Another problem with all these OpenCV algorithms was that it was not possible to retrieve the resulting RGB gain adjustment values for proper white balance. Instead, all these WB algorithms internally called
cv::xphoto::applyChannelGains(input_image, output_image, Bgain, Ggain, Rgain). Therefore, the only thing one could do was provide an input video frame and get a corrected output video frame as the result. But, what I really wanted was access to those hidden RGB gain adjustments so the camera's CCD RGB gains could then be adjusted in the camera via VISCA. That way the white-balanced video from the camera would already be corrected without the need for frame-by-frame video post-processing.
Because of these OpenCV issues, I gave up on the entire OpenCV WB approach and worked out my own automated WB algorithm. I can't explain in detail how my algorithm works because it is still under a Barco trade-secret non-disclosure. This much I can reveal.
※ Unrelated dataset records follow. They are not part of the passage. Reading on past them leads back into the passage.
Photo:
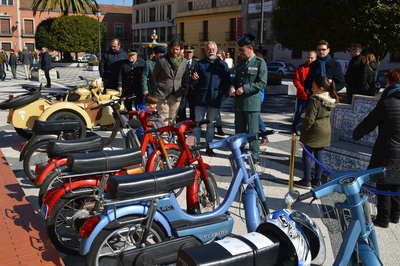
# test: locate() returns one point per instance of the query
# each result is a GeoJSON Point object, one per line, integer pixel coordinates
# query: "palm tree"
{"type": "Point", "coordinates": [65, 6]}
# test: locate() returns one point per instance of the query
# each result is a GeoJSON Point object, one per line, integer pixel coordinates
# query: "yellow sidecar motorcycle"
{"type": "Point", "coordinates": [76, 104]}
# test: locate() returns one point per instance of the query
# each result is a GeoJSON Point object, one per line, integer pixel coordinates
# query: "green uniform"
{"type": "Point", "coordinates": [147, 77]}
{"type": "Point", "coordinates": [252, 76]}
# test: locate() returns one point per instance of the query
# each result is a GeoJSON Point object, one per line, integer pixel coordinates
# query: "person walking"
{"type": "Point", "coordinates": [147, 76]}
{"type": "Point", "coordinates": [316, 129]}
{"type": "Point", "coordinates": [325, 66]}
{"type": "Point", "coordinates": [130, 80]}
{"type": "Point", "coordinates": [301, 95]}
{"type": "Point", "coordinates": [13, 63]}
{"type": "Point", "coordinates": [250, 78]}
{"type": "Point", "coordinates": [110, 64]}
{"type": "Point", "coordinates": [354, 73]}
{"type": "Point", "coordinates": [168, 76]}
{"type": "Point", "coordinates": [211, 81]}
{"type": "Point", "coordinates": [45, 65]}
{"type": "Point", "coordinates": [369, 75]}
{"type": "Point", "coordinates": [27, 62]}
{"type": "Point", "coordinates": [386, 150]}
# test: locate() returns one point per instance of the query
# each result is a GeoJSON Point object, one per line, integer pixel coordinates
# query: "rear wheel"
{"type": "Point", "coordinates": [111, 241]}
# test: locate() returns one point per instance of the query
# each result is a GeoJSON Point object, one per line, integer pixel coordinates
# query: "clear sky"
{"type": "Point", "coordinates": [116, 2]}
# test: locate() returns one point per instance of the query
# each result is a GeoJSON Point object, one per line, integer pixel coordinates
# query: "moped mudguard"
{"type": "Point", "coordinates": [35, 139]}
{"type": "Point", "coordinates": [108, 217]}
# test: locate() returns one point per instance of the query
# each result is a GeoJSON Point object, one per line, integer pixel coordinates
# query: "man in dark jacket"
{"type": "Point", "coordinates": [354, 73]}
{"type": "Point", "coordinates": [325, 66]}
{"type": "Point", "coordinates": [212, 81]}
{"type": "Point", "coordinates": [130, 80]}
{"type": "Point", "coordinates": [13, 63]}
{"type": "Point", "coordinates": [110, 64]}
{"type": "Point", "coordinates": [45, 65]}
{"type": "Point", "coordinates": [168, 76]}
{"type": "Point", "coordinates": [386, 151]}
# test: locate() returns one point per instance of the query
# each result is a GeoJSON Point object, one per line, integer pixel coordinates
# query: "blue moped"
{"type": "Point", "coordinates": [359, 240]}
{"type": "Point", "coordinates": [144, 224]}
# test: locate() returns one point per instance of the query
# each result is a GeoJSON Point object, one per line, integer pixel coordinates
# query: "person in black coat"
{"type": "Point", "coordinates": [324, 66]}
{"type": "Point", "coordinates": [110, 64]}
{"type": "Point", "coordinates": [130, 80]}
{"type": "Point", "coordinates": [354, 73]}
{"type": "Point", "coordinates": [386, 151]}
{"type": "Point", "coordinates": [45, 65]}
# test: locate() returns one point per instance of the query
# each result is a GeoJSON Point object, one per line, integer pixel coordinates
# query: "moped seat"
{"type": "Point", "coordinates": [151, 183]}
{"type": "Point", "coordinates": [103, 161]}
{"type": "Point", "coordinates": [61, 148]}
{"type": "Point", "coordinates": [55, 126]}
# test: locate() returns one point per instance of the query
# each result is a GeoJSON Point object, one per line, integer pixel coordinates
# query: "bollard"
{"type": "Point", "coordinates": [291, 163]}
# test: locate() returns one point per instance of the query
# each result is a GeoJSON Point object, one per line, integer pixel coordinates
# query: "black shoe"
{"type": "Point", "coordinates": [210, 153]}
{"type": "Point", "coordinates": [381, 223]}
{"type": "Point", "coordinates": [302, 184]}
{"type": "Point", "coordinates": [220, 131]}
{"type": "Point", "coordinates": [315, 183]}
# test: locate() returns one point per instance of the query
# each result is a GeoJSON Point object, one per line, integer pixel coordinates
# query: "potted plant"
{"type": "Point", "coordinates": [93, 66]}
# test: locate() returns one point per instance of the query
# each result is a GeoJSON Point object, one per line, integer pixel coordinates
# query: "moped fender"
{"type": "Point", "coordinates": [48, 169]}
{"type": "Point", "coordinates": [35, 139]}
{"type": "Point", "coordinates": [108, 217]}
{"type": "Point", "coordinates": [66, 188]}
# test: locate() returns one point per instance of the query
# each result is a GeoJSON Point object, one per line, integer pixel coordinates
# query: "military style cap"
{"type": "Point", "coordinates": [159, 50]}
{"type": "Point", "coordinates": [246, 39]}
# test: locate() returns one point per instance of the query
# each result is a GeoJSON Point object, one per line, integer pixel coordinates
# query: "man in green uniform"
{"type": "Point", "coordinates": [250, 79]}
{"type": "Point", "coordinates": [147, 76]}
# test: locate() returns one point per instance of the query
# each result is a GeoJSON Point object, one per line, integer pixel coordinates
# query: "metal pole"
{"type": "Point", "coordinates": [262, 24]}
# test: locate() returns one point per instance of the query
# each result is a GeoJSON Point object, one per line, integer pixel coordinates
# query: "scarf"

Instead of trying to figure out the correct color balance from the scene alone, I use a grey card inserted somewhere within the scene with an ArUco marker that allows the software to locate the grey card automatically within the video frame. My prototype is triple-threaded with a thread for the VISCA controller, another thread for video processing and a third thread for graphing WB convergence times (needed for optimizing the algorithm). Once the algorithm is trained, it normally converges to the correct WB within 2 seconds. Exposure also is now measured off the grey card instead of from the overall scene. This has the advantage of adjusting to the correct exposure in spotlight illuminated rooms (assuming the grey card is lit by the spotlight during camera calibration). Here is an example of how the gray card is used with real-time colorimetric data added for algorithm debugging. (Due to the COVID-19 shelter-in-place order in effect at the time, these frame grabs were done in my bedroom.) The uncorrected frame grab looks like this (with an overall yellowish color case due to the 3500K spotlight on the bookcase):
And, the corrected frame after applying the appropriate CCD gains within the camera (via VISCA) came out like this:
You can see the correlated color temperature (CCT) as seen by the camera is now 6547K (which is close to the ideal D65 illuminate of 6504K). And, the results have been consistent across different camera models at different zooms and different room lighting situations. Overall, the results have been quite satisfactory.